AUSSTELLUNG: “CROSSROADS: FLANDERN”.

 Die Rolle der Kanarischen Inseln als wichtiger Zwischenstopp für die Entdeckungen des Atlantiks und die anschließende Konsolidierung der Handelsroute zwischen der Iberischen Halbinsel und den Westindischen Inseln ist allgemein bekannt.

Von dieser neuen Handelsroute angezogen, ließen sich flämische Kaufleute ab dem 15. Jahrhundert sowohl in Niederandalusien als auch auf den Kanarischen Inseln nieder und hinterließen in den von ihnen importierten und geförderten Werken Zeugnisse der künstlerischen Pracht ihrer Herkunftsstädte.

Der Werdegang dieser Gemeinschaften ist mit den Zuckermühlen verknüpft, mit denen sie die Wirtschaft der Inseln umgestalteten, insbesondere auf La Palma, wo eine große Anzahl von Werken, sowohl Gemälde als auch Skulpturen, von bemerkenswerter künstlerischer Qualität konzentriert sind. Diese Werke, die vor allem von den wichtigsten flämischen Familien wie den Monteverde, Van de Walle und Van Dale stammen, sind Beispiele für die künstlerische Erneuerung jener Zeit: die getreue Wiedergabe der Natur, die Wiederbelebung der klassischen Sprache, der Sinn für Perspektive sowie die Verbreitung der neuen spirituellen und andächtigen Sensibilität mit neuen geistlichen Bewegungen wie der „devotio moderna“. Die Vermenschlichung der sakralen Figuren erhielt so eine neue Bedeutung und zeigte sie mit einer bis dahin ungewohnten Sensibilität und Intimität.

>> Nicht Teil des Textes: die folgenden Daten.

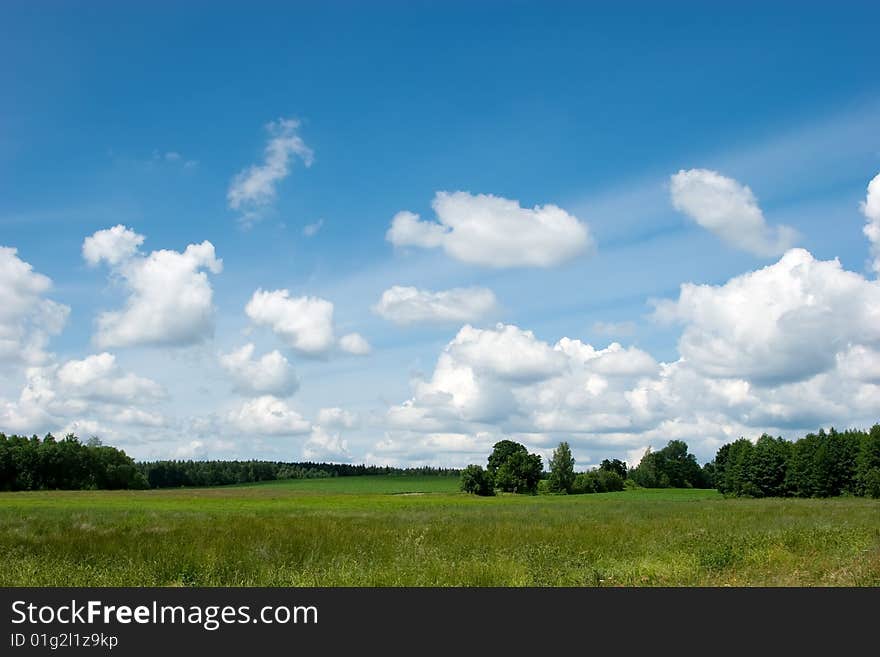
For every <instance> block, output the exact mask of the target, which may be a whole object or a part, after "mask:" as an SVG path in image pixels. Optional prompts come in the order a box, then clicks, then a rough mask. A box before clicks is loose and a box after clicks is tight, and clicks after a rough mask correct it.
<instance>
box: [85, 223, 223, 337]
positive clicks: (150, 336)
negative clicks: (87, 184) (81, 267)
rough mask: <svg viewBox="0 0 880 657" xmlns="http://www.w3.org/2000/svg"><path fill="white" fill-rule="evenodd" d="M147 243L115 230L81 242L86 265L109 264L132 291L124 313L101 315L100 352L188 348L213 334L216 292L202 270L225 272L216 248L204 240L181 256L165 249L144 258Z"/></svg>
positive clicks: (112, 313) (177, 251)
mask: <svg viewBox="0 0 880 657" xmlns="http://www.w3.org/2000/svg"><path fill="white" fill-rule="evenodd" d="M143 239H144V238H143V237H142V236H141V235H138V234H136V233H135V232H134V231H132V230H131V229H128V228H125V227H124V226H115V227H114V228H111V229H108V230H102V231H98V232H96V233H95V234H94V235H92V236H91V237H87V238H86V239H85V241H84V242H83V257H84V258H85V259H86V261H87V262H88V263H89V264H92V265H95V264H98V263H99V262H101V261H105V262H107V263H108V264H109V265H111V267H112V271H113V273H114V274H116V275H118V277H119V278H120V279H121V280H122V281H123V283H124V285H125V287H126V288H127V290H128V292H129V297H128V299H127V301H126V303H125V307H124V308H123V309H122V310H117V311H109V312H103V313H101V314H100V315H99V316H98V318H97V333H96V335H95V338H94V339H95V343H96V344H97V345H98V346H99V347H102V348H110V347H128V346H134V345H153V346H164V345H190V344H195V343H198V342H201V341H203V340H205V339H206V338H208V337H210V336H211V335H213V332H214V306H213V303H212V298H213V291H212V289H211V284H210V282H209V281H208V276H207V274H206V273H205V272H204V271H202V270H205V269H207V270H208V271H210V272H211V273H214V274H219V273H220V272H221V271H222V270H223V261H222V260H220V259H219V258H217V257H216V255H215V253H214V245H213V244H211V243H210V242H208V241H204V242H202V243H201V244H190V245H189V246H187V247H186V250H185V251H184V252H183V253H180V252H178V251H170V250H164V249H163V250H160V251H153V252H152V253H150V254H149V255H146V256H144V255H142V254H141V253H140V252H138V250H137V249H138V246H139V245H140V244H141V243H142V242H143Z"/></svg>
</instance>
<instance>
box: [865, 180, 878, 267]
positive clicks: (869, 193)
mask: <svg viewBox="0 0 880 657" xmlns="http://www.w3.org/2000/svg"><path fill="white" fill-rule="evenodd" d="M862 212H863V213H864V215H865V218H866V219H867V222H866V223H865V227H864V228H863V229H862V230H863V231H864V233H865V237H867V238H868V241H869V242H870V243H871V255H872V256H873V258H874V259H873V261H872V262H871V268H872V269H873V270H874V273H876V274H878V275H880V173H878V174H877V175H876V176H874V179H873V180H871V182H870V183H869V184H868V195H867V196H866V197H865V201H864V202H863V203H862Z"/></svg>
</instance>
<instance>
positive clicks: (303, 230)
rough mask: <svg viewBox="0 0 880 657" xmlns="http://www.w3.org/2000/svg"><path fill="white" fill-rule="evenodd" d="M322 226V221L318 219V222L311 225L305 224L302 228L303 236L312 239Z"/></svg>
mask: <svg viewBox="0 0 880 657" xmlns="http://www.w3.org/2000/svg"><path fill="white" fill-rule="evenodd" d="M323 225H324V220H323V219H318V221H316V222H315V223H313V224H306V225H305V226H303V235H305V236H306V237H314V236H315V235H317V234H318V231H319V230H321V228H322V227H323Z"/></svg>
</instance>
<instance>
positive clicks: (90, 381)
mask: <svg viewBox="0 0 880 657" xmlns="http://www.w3.org/2000/svg"><path fill="white" fill-rule="evenodd" d="M56 378H57V381H58V383H59V384H60V388H61V389H62V392H63V393H64V394H65V396H66V397H67V398H68V399H70V398H81V399H95V400H100V401H107V402H110V403H116V404H139V403H143V402H150V401H157V400H161V399H163V398H164V397H165V390H164V388H162V386H160V385H159V384H158V383H156V382H155V381H153V380H151V379H147V378H144V377H141V376H137V375H135V374H132V373H126V374H122V373H121V372H120V371H119V367H118V365H117V364H116V356H114V355H113V354H109V353H107V352H104V353H100V354H94V355H91V356H87V357H86V358H84V359H82V360H69V361H67V362H66V363H64V364H63V365H61V366H60V367H59V368H58V370H57V372H56Z"/></svg>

Es wurden Themen entwickelt wie die Heilige Anna, die Jungfrau und das Kind, eine Fortsetzung der mittelalterlichen Intimität, aber mit einer neuen Ausdrucks- und Formensprache, als ob es sich um ein intimes Familiengespräch handelte; Ikonographien, die aus dem Mittelalter stammen, aber eine modernere Vision haben, wie der Heilige Sebastian, der die Bevölkerung vor den schrecklichen Epidemien und Krankheiten beschützt; oder die Entwicklung der Ikonographie der Schmerzensmutter oder der Pietà, einer bedeutenden Verehrung jener Jahre in der neuen „devotio moderna“, die von Pathos durchdrungen ist und die Gläubigen auffordert, diesen Schmerz gefühlsmäßig zu teilen, obwohl sie auch zu einem Zeichen der sozialen Identität und der Verwurzelung des Patrons dieser Werke mit seiner flämischen Geburtsstadt, wie Antwerpen oder Mechelen, werden.